L’automne, cette année-là au Grand Mix, est exceptionnel. Il s’ouvre avec des concerts de Mac DeMarco et de The Apartments, et c’est déjà une promesse infinie que d’alterner entre le génie d’un branleur et le récital d’un père en deuil. Quelques jours avant Deerhunter, on a reçu consécutivement les Américains de Battles et de Low, pour ce qui fut sans doute le plus beau moment que Tourcoing ait connu depuis la libération. Dans ce programme étourdissant, la bonne fortune a même voulu qu’Unknown Mortal Orchestra apparaisse le jour de la Toussaint. A la fin de la semaine, le festival des Inrocks tiendra enfin ses promesses d’une affiche qui ne ressemble pas à des miettes pour la province : Fat White Family jouera jeudi et puis enfin, on reverra Son Lux. Ce sera vendredi, le 13 novembre. C’est le plus beau trimestre de l’histoire de la salle d’après moi.

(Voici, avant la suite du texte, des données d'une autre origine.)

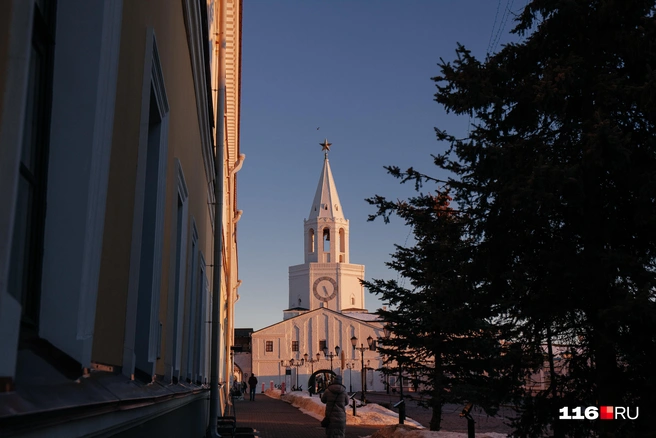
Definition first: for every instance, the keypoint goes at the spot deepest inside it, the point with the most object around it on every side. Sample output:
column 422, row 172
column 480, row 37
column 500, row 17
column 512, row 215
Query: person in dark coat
column 336, row 400
column 252, row 383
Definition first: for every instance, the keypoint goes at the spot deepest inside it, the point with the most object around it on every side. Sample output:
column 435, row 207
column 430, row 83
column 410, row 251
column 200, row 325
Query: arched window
column 326, row 245
column 342, row 240
column 311, row 240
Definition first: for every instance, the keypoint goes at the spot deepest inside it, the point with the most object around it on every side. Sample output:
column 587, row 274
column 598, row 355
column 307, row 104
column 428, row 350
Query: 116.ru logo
column 593, row 413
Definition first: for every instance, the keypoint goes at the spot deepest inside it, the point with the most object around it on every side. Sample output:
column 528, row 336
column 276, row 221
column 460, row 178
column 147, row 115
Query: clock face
column 324, row 288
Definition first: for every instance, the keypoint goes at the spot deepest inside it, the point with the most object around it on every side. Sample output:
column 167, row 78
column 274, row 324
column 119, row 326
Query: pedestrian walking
column 252, row 383
column 336, row 400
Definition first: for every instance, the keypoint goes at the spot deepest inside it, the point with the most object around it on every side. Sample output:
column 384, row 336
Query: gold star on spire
column 325, row 146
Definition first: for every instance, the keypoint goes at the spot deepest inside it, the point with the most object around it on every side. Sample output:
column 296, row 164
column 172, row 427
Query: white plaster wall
column 84, row 86
column 309, row 329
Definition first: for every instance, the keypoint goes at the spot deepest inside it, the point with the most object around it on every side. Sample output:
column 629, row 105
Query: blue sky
column 360, row 72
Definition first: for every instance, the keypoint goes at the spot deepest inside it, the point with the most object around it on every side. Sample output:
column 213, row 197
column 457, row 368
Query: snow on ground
column 371, row 414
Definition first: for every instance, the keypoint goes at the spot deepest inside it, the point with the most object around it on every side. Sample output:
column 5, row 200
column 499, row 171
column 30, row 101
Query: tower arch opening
column 311, row 240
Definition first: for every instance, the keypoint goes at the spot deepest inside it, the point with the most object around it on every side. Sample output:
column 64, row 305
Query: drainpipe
column 218, row 229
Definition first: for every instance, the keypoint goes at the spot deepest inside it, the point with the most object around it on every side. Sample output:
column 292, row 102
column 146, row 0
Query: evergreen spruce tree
column 441, row 337
column 557, row 183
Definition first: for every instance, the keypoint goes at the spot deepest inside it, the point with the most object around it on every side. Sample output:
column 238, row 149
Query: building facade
column 108, row 130
column 326, row 307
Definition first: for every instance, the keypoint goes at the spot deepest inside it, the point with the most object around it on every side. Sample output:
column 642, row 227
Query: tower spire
column 325, row 146
column 326, row 201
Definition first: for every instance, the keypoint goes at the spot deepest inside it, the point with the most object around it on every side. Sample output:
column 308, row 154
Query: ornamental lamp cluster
column 361, row 349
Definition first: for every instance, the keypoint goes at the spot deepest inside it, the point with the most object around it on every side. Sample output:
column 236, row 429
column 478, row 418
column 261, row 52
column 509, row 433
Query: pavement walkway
column 275, row 418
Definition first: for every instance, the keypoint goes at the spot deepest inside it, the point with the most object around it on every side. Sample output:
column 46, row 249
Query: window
column 29, row 222
column 311, row 240
column 373, row 345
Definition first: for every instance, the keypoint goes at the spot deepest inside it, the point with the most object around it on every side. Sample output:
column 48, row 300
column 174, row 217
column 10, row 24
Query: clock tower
column 326, row 279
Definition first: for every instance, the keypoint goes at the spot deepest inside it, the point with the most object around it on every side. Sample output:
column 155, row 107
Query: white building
column 326, row 306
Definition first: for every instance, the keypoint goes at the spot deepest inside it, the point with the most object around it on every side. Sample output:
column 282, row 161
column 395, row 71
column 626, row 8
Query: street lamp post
column 350, row 367
column 297, row 364
column 311, row 361
column 387, row 332
column 361, row 349
column 331, row 355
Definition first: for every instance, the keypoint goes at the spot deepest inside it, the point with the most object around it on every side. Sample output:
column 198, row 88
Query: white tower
column 326, row 279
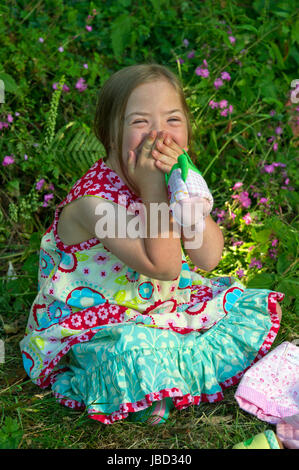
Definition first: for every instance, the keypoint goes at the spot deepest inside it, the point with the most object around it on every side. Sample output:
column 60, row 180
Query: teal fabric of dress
column 109, row 339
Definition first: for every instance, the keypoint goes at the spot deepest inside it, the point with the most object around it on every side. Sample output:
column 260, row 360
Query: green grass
column 54, row 131
column 40, row 422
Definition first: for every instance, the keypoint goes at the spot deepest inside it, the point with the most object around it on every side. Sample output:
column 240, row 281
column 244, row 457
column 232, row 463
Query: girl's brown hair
column 113, row 97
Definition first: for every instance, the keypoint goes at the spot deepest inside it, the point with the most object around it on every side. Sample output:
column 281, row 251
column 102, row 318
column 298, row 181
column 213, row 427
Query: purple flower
column 240, row 273
column 247, row 219
column 202, row 72
column 47, row 197
column 244, row 199
column 263, row 200
column 225, row 76
column 255, row 262
column 81, row 85
column 8, row 160
column 40, row 184
column 237, row 185
column 213, row 104
column 223, row 104
column 269, row 168
column 278, row 130
column 272, row 253
column 218, row 83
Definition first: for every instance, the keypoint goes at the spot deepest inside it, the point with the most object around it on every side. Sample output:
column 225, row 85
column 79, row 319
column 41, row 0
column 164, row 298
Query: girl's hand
column 166, row 152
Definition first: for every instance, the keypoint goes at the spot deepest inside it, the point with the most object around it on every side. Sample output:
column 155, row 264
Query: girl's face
column 152, row 106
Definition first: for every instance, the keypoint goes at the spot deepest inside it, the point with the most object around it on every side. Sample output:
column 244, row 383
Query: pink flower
column 269, row 168
column 244, row 199
column 81, row 85
column 240, row 273
column 278, row 130
column 47, row 197
column 247, row 219
column 272, row 253
column 223, row 104
column 202, row 72
column 218, row 83
column 225, row 76
column 238, row 243
column 263, row 200
column 40, row 184
column 237, row 185
column 64, row 88
column 213, row 104
column 8, row 160
column 255, row 262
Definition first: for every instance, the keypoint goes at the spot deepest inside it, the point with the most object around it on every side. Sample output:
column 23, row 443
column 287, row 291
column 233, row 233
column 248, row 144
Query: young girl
column 121, row 326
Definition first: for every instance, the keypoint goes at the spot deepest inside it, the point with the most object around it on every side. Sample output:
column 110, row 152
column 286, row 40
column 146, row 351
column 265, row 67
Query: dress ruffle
column 125, row 368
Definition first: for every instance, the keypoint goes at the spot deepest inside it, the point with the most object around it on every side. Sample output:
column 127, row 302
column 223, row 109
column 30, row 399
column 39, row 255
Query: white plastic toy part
column 190, row 198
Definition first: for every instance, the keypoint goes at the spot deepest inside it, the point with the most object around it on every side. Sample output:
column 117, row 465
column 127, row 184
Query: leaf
column 282, row 263
column 261, row 281
column 295, row 32
column 289, row 286
column 9, row 83
column 10, row 434
column 277, row 55
column 120, row 34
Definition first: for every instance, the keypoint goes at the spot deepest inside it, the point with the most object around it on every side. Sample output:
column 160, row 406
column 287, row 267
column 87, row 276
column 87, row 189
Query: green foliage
column 49, row 106
column 10, row 434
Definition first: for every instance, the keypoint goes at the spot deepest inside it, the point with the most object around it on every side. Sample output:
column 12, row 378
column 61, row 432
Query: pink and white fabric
column 270, row 388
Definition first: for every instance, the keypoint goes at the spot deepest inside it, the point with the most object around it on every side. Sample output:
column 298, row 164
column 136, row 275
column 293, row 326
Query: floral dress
column 109, row 339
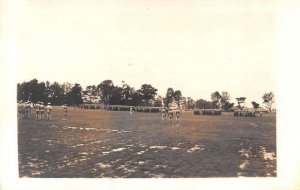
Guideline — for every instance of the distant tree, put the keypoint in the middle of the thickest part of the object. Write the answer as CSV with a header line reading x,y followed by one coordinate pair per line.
x,y
177,96
203,104
57,94
158,101
73,96
225,96
268,100
147,92
226,105
92,90
216,99
67,87
127,93
255,105
241,102
169,96
31,91
116,96
105,88
190,103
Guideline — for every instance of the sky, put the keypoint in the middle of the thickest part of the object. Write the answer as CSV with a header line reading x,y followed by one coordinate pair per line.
x,y
198,47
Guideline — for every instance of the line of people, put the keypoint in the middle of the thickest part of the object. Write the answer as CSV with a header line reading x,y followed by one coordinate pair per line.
x,y
170,113
41,111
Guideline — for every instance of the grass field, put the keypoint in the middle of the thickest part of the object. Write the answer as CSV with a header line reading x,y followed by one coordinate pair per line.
x,y
97,143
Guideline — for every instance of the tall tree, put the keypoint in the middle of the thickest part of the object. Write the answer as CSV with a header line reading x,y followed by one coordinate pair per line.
x,y
255,105
226,105
203,104
92,90
116,96
190,103
169,96
268,100
216,99
158,102
177,96
67,87
105,91
147,92
241,102
74,95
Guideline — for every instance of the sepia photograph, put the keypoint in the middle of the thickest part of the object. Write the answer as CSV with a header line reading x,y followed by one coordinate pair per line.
x,y
143,90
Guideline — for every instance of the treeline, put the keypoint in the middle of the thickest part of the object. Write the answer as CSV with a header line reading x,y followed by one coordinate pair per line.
x,y
110,94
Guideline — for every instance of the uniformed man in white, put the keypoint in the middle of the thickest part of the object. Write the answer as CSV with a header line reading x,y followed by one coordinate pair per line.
x,y
65,108
48,111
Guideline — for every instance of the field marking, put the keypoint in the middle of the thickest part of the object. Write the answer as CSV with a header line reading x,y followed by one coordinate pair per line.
x,y
196,147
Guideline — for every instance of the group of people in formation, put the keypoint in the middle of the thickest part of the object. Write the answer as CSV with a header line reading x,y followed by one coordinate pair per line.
x,y
170,113
41,110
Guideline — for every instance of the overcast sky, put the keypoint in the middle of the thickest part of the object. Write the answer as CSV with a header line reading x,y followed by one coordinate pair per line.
x,y
197,47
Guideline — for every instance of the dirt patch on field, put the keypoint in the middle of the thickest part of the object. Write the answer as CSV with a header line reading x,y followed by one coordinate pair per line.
x,y
94,143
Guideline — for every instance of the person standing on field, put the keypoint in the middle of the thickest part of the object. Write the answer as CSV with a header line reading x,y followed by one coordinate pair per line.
x,y
65,108
37,110
42,108
163,114
170,114
177,113
131,110
48,110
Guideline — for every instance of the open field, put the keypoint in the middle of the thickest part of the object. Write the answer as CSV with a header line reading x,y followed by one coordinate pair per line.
x,y
97,143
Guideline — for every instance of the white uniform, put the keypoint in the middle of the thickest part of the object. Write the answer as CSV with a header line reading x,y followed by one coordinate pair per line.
x,y
65,110
48,111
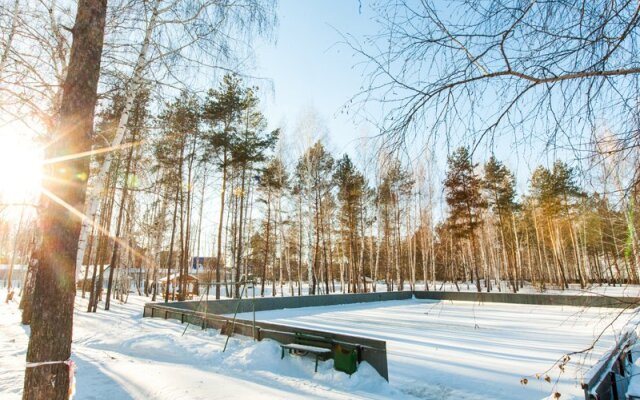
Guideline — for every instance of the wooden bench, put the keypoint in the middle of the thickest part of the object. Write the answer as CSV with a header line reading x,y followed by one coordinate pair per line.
x,y
310,344
302,349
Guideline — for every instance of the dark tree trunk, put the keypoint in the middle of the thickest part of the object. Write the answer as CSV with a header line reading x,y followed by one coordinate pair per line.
x,y
52,318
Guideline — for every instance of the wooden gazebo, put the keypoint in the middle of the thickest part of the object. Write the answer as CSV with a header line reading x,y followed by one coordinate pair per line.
x,y
174,289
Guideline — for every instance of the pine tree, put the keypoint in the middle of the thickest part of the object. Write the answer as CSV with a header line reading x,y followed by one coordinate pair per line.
x,y
463,195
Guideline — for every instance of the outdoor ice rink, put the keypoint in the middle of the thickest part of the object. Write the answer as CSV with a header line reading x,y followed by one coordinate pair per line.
x,y
466,350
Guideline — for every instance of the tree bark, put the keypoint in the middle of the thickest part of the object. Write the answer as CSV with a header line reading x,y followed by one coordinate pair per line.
x,y
52,319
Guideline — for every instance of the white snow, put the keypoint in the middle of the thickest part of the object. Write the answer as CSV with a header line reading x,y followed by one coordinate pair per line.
x,y
465,350
121,355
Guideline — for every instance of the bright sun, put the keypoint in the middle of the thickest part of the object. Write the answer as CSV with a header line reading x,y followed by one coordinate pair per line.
x,y
20,168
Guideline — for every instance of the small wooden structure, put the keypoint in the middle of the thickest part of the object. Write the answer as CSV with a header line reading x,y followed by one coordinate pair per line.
x,y
191,283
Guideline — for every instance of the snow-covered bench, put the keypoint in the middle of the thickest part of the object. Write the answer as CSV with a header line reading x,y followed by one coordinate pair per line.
x,y
302,349
309,344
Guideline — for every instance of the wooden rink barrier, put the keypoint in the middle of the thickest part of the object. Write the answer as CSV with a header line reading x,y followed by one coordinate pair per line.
x,y
213,314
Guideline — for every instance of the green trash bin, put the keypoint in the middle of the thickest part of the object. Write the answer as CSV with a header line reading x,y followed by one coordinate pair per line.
x,y
345,360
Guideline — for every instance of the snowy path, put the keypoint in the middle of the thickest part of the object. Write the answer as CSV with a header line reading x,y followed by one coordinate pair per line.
x,y
120,355
463,350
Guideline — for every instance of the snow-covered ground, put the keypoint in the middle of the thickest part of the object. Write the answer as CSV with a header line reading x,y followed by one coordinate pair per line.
x,y
120,355
464,350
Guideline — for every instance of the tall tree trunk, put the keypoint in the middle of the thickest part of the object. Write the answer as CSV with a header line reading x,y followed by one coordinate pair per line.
x,y
221,222
133,89
52,318
113,265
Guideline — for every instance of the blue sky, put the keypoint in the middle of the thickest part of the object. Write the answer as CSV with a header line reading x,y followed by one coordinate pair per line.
x,y
309,69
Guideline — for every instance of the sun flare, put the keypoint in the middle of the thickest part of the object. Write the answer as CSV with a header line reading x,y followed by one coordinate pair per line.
x,y
20,168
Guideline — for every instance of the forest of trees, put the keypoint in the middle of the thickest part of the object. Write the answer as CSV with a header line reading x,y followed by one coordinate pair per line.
x,y
135,149
319,220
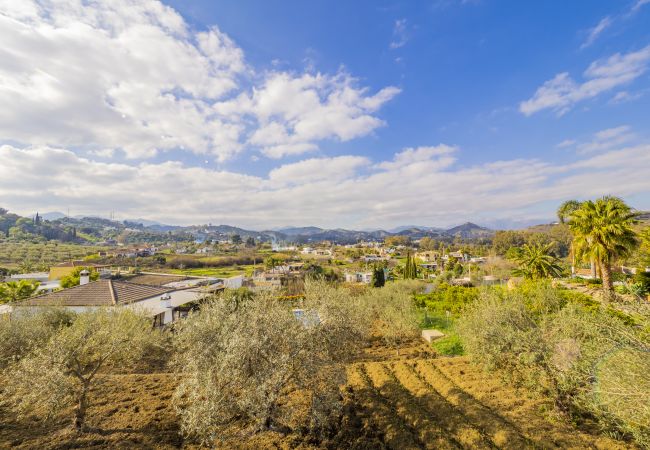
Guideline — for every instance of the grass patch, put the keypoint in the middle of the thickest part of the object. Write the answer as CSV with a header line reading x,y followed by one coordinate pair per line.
x,y
451,344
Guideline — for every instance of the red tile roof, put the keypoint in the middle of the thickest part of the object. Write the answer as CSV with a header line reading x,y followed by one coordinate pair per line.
x,y
97,293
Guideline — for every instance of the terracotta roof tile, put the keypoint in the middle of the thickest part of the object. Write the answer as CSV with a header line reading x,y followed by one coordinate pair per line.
x,y
97,293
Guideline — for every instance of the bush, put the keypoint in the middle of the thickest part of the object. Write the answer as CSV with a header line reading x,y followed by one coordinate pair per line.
x,y
61,371
585,357
21,334
242,361
447,298
393,312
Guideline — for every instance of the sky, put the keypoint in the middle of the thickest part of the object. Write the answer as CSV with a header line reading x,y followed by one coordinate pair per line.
x,y
365,114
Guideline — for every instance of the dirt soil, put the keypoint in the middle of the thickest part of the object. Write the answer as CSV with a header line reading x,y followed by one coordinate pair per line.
x,y
409,401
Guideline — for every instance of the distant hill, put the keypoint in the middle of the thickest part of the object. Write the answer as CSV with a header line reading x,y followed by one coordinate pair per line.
x,y
300,231
470,230
53,215
414,227
96,229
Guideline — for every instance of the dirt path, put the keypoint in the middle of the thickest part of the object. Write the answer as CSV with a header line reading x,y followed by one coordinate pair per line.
x,y
449,403
410,401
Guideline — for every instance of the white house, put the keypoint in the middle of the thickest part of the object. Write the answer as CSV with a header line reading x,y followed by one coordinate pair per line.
x,y
163,304
358,277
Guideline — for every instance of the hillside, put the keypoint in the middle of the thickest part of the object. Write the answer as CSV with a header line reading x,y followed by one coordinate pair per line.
x,y
96,229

Et puis, les concerts le lundi, j’ai toujours trouvé qu’il y avait une ambiance particulière.
Peut-être parce qu’ils réunissent les plus passionnés des amateurs de musique, ceux pour qui écouter un concert n’est pas une activité parmi d’autres pour le vendredi ? Ce soir-là, la salle a belle allure. Elle est composée, comme souvent à Tourcoing, autant de Français que de Belges. A vrai dire je ne m’en souviens pas vraiment, mais je me la rappelle comme ça : une salle joyeuse et en appétit qui parle en français et en flamand.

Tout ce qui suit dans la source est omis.